Nur stellt sich die grosse Freude darüber nicht ein. Nach zwei Jahren in der wunderschönen, effizienten Schweiz komme ich mir immer noch vor wie ein geduldeter Dauergast, ein Gefühl, dass viele andere Expats (=Arbeitsimmigranten, aber weiss :roll_eyes:) teilen. Bezeichnend, dass ich hier mittlerweile deutsche, amerikanische, kanadische, spanische, ungarische Freunde habe, aber keine Schweizer.
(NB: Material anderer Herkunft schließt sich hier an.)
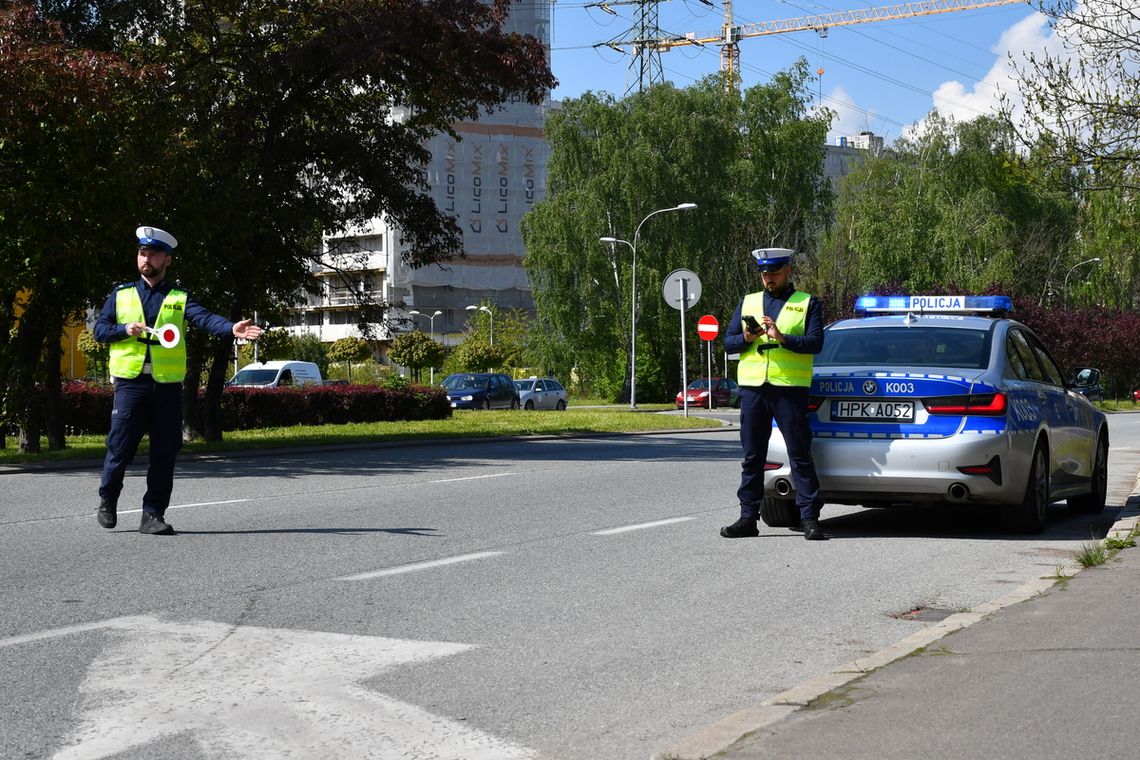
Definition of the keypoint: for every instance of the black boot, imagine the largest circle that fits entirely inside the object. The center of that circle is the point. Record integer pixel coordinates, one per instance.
(153, 525)
(107, 513)
(813, 532)
(742, 528)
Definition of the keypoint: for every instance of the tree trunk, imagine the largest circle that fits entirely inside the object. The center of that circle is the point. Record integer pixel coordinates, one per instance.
(192, 409)
(53, 393)
(211, 411)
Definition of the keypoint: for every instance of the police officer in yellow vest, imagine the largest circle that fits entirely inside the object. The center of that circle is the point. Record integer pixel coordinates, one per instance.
(144, 323)
(775, 377)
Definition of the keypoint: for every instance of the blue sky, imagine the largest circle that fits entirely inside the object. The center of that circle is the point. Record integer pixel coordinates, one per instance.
(881, 76)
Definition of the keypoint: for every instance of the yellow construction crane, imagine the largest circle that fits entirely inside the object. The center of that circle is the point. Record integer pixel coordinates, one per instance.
(731, 34)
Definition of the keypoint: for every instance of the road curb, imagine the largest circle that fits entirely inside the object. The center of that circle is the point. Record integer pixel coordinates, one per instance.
(726, 733)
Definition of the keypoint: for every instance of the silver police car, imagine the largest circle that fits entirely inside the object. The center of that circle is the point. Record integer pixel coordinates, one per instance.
(944, 399)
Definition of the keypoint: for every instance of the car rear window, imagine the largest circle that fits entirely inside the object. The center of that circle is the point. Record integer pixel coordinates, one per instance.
(905, 348)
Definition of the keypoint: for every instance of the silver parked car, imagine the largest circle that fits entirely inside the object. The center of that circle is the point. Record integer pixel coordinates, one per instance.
(944, 399)
(540, 393)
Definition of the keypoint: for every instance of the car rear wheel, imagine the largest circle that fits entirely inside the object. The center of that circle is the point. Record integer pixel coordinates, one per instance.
(779, 513)
(1028, 516)
(1093, 501)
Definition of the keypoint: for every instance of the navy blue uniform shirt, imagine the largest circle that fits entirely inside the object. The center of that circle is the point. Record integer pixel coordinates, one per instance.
(809, 342)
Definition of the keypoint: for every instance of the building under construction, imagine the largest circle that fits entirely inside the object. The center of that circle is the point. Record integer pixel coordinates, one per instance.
(488, 179)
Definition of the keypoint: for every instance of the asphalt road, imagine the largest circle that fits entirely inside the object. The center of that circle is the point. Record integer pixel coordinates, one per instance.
(554, 599)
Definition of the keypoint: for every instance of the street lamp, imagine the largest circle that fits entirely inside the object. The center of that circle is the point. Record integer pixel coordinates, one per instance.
(1086, 261)
(431, 333)
(633, 295)
(490, 313)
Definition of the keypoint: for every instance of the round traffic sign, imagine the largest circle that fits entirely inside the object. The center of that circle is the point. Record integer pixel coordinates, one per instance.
(708, 327)
(682, 282)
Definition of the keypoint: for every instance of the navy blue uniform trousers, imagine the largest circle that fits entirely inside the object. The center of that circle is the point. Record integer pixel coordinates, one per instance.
(144, 406)
(788, 406)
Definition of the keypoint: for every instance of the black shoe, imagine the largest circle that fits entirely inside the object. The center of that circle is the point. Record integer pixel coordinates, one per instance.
(152, 524)
(813, 532)
(740, 529)
(106, 513)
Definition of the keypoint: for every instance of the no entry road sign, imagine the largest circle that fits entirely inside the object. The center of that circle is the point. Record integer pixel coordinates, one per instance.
(708, 327)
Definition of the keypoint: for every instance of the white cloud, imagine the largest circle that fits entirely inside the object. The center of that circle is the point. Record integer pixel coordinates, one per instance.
(962, 104)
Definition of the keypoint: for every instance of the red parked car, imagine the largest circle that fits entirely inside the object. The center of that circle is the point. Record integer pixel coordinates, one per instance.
(725, 393)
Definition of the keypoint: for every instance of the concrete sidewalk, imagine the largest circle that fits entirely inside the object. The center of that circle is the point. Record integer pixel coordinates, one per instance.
(1045, 672)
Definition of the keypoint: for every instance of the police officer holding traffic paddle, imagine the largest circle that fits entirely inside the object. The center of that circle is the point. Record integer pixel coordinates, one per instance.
(145, 325)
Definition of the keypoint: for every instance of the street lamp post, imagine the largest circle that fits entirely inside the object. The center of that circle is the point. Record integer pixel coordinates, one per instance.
(431, 333)
(633, 295)
(489, 313)
(1086, 261)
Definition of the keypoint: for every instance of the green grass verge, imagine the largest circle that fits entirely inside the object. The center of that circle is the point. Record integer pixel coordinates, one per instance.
(463, 424)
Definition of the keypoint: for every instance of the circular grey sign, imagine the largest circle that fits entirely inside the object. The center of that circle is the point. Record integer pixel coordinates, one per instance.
(677, 282)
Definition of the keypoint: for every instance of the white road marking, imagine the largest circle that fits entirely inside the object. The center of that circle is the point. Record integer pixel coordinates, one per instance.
(262, 693)
(418, 565)
(67, 630)
(611, 531)
(471, 477)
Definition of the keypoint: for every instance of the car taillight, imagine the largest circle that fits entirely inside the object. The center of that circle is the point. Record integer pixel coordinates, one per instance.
(991, 405)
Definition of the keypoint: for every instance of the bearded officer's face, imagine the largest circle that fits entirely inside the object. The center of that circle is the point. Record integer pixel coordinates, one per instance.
(775, 282)
(153, 262)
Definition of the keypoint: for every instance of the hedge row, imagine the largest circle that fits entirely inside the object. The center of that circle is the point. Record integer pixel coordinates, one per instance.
(87, 408)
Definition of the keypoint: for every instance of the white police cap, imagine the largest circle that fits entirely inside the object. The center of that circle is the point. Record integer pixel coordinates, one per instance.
(770, 260)
(156, 238)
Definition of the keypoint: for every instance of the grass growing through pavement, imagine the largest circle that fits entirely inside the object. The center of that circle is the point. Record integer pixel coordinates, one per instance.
(463, 424)
(1098, 553)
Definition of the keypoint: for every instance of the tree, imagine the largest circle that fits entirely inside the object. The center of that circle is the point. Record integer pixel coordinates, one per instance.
(74, 129)
(95, 353)
(416, 350)
(348, 350)
(296, 119)
(751, 163)
(475, 356)
(955, 206)
(1085, 96)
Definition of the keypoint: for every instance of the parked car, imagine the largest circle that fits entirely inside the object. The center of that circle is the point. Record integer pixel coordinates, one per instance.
(542, 393)
(946, 400)
(725, 393)
(480, 391)
(277, 374)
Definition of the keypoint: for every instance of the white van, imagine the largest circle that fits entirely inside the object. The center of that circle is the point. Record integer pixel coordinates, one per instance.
(277, 374)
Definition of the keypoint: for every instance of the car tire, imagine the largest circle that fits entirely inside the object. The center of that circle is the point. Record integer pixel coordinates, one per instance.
(1028, 515)
(779, 513)
(1093, 501)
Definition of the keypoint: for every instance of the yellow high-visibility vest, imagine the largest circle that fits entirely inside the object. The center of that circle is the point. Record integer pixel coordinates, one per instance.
(127, 357)
(776, 366)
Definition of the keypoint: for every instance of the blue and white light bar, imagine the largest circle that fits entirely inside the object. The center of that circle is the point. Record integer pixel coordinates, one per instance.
(931, 304)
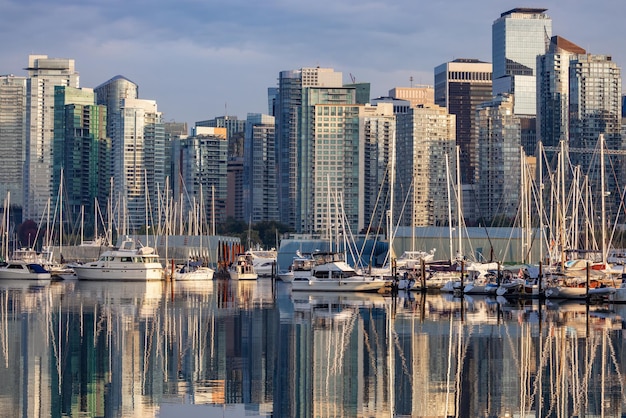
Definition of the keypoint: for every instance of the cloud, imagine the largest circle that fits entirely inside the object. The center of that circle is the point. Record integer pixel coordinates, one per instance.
(198, 58)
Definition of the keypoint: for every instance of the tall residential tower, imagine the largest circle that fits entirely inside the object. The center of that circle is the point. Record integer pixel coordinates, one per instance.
(43, 75)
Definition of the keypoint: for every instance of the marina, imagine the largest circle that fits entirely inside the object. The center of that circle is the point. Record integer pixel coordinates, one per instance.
(257, 348)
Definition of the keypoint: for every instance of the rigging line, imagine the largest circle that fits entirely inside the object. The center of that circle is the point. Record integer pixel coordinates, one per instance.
(373, 214)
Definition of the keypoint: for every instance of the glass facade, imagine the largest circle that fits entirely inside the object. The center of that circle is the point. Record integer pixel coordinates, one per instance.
(518, 37)
(81, 151)
(139, 163)
(260, 197)
(293, 133)
(426, 136)
(460, 86)
(13, 135)
(200, 162)
(595, 90)
(499, 153)
(43, 75)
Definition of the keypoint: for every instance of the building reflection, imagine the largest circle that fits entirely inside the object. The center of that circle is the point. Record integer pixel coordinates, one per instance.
(147, 349)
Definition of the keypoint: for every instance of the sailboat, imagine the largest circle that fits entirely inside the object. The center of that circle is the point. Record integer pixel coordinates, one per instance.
(11, 268)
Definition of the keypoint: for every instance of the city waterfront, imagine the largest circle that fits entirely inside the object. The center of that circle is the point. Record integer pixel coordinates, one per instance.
(255, 348)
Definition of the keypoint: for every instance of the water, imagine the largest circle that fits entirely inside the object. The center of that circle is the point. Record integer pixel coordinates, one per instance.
(231, 349)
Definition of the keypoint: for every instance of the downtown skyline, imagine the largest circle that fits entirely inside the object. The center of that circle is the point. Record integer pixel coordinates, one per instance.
(229, 54)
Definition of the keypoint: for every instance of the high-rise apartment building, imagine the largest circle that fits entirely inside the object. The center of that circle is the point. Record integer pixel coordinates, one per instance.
(460, 86)
(416, 95)
(518, 37)
(43, 75)
(81, 152)
(139, 163)
(12, 137)
(595, 105)
(291, 120)
(260, 197)
(234, 131)
(378, 133)
(425, 139)
(499, 160)
(331, 194)
(200, 163)
(553, 91)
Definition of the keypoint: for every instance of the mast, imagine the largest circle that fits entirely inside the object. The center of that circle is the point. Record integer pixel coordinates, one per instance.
(604, 246)
(540, 201)
(459, 197)
(449, 204)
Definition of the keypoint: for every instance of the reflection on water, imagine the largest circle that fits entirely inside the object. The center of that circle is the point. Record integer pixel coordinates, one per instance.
(228, 348)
Im Beruf nagt das Pendeln sehr an mir, die 3h Lebenszeit jeden Tag sind physisch und psychisch zehrend. Ich bin unsicher, ob ich das auf Dauer durchhalten kann, ohne meiner Gesundheit und meinen Beziehungen zu schaden. Mein Ziel war es, so hart in meiner Ausbildung zu arbeiten, dass ich es anschliessend ruhiger angehen kann. Nun habe ich so einen Job gefunden, der mich fordert, aber nicht stresst, nur um dann vom Pendeln zerstört zu werden. Seisse :ronaldo:

Über die Welt um uns rum habe ich ehrlich gesagt keine Lust zu reden. Wurde doch eh schon alles gesagt.

2022 wird…
hoffentlich das Jahr, in dem ich für mich kläre, ob und wie ich mich beruflich verändern werde. Ich wollte zumindest 2 Jahre in meinem ersten Job bleiben, um mich erst einmal zu etablieren, das ist gelungen. Aber was hilft mir mein Kontostand, wenn ich nicht mehr schlafen kann? Oder wenn ich abends und am Wochenende zu müde bin, Sachen zu unternehmen?
Im letzten Jahr habe ich eine handvoll grossartiger Leute getroffen, mit denen ich nächstes Jahr noch viel mehr unternehmen möchte. Ich möchte mit meiner Frau die Schweiz erkunden, ob auf dem Fahrrad oder zu Fuss. Und wer weiss, vielleicht müssen wir dabei auch nicht mehr dauernd eine Maske tragen.